Second, rapid issue detection, so problems don’t escalate. An advanced EMS supports faster fault recovery and helps identify and resolve issues quickly, allowing a site to get back online and generate revenue. An EMS coupled with remote monitoring also provides operators with real-time updates on site performance, so that high-earning events are never missed.

And finally, proactive battery health insights. Advanced EMS functionality can also unlock more precise state-of-health diagnostics based on actual site conditions, rather than generic projections, so asset managers can more accurately plan for augmentation timelines and implement strategies that extend battery life.

FlexGen employees monitor battery storage performance at a remote operating center. Source: FlexGen

The EMS Protects and Grows Storage ROI

ROI from battery storage is won by avoiding downtime and capturing market opportunities. Your revenue model assumes the system will deliver contracted output when called, pass performance tests, and respond within required timelines. A bare-bones EMS puts that at risk: faults take longer to diagnose, dispatch targets can be missed, and operators are forced into manual workarounds, like in the summer day scenario.
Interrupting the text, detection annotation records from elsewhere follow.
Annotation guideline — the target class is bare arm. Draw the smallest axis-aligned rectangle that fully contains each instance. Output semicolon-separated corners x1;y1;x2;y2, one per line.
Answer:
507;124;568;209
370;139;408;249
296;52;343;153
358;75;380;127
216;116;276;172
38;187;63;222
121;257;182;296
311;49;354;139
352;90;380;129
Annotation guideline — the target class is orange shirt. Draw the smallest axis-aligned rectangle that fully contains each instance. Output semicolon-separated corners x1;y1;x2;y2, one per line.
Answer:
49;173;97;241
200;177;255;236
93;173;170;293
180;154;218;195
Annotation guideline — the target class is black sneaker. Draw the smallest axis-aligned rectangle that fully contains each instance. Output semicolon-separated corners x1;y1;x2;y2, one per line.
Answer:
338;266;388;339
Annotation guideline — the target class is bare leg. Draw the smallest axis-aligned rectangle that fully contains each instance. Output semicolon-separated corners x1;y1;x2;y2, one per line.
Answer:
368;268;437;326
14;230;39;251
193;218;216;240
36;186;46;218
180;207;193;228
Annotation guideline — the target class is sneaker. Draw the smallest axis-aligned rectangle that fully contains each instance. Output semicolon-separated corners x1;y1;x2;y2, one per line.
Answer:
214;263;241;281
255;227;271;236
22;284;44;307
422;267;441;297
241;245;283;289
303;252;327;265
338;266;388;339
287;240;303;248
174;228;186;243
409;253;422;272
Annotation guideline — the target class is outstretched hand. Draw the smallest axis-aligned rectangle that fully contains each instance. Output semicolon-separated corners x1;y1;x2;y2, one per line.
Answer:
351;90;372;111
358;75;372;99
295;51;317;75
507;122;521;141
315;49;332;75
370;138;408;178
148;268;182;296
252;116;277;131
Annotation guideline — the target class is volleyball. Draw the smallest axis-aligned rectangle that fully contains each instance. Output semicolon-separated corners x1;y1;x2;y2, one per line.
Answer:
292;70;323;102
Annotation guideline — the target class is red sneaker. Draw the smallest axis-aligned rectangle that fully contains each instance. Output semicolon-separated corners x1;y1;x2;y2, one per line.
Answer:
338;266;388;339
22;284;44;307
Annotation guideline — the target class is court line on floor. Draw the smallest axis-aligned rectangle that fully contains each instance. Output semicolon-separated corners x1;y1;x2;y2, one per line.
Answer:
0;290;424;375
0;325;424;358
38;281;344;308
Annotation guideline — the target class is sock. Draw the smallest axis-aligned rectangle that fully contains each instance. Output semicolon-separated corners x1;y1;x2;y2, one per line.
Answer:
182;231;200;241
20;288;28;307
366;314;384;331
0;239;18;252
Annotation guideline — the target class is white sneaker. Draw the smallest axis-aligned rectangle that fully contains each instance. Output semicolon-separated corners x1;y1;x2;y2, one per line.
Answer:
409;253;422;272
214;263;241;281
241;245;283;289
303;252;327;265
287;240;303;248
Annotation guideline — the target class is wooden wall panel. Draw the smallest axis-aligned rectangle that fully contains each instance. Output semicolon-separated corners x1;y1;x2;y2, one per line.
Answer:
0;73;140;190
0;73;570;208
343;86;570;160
The result is money left on the table because of under-delivery or penalties, plus the longer-term cost of losing trust with grid operators and offtakers. A high-performance EMS protects ROI by ensuring the asset reliably delivers on its commitments.

On the other hand, capturing upside hinges on being available during the few extreme peak events, such as summer heatwaves and winter cold snaps, that put the most stress on the grid, require the most agility, and drive a large share of annual earnings. If a battery is down in those windows, there’s a significant hit to yearly revenue. Advanced EMS controls keep systems healthy, schedule maintenance away from peak risk, and catch issues early so the project earns when it matters most.

In the long term, ROI also depends on staying adaptive over an asset’s lifespan, as market and grid priorities evolve, regulations change, and value streams shift. The EMS is how storage keeps up without expensive retrofits or constant retuning. ERCOT is a good example: grid service economics have moved quickly, rewarding operators who can update participation strategies in response. Or in Europe, where new markets are emerging while others become saturated, leading project owners to diversify their revenue streams. The right EMS doesn’t just improve performance today; it future-proofs profitability and supports scale over time.

Software Will Define the Next Phase of American Energy

As electricity demand rises, the grid needs highly available and reliable BESS that can come online quickly to meet demand challenges. Software optimizes batteries to meet these grid needs.

Operators that implement an advanced EMS, whether in new projects or retroactively in existing projects, and who work with hardware-agnostic EMS providers will see benefits: availability when it matters most, reduced downtime, preventative maintenance and predictive insights, and flexibility to meet evolving power needs. All of that translates to more revenue for owners, better support for large-load customers, and improved service to the grid as demand rises.

Historically, much of the power sector has been defined by physical infrastructure and steel in the ground, but now, the future of the power sector will be defined by advanced software to solve our biggest energy challenges.

Hugh Scott is chief technology officer at FlexGen.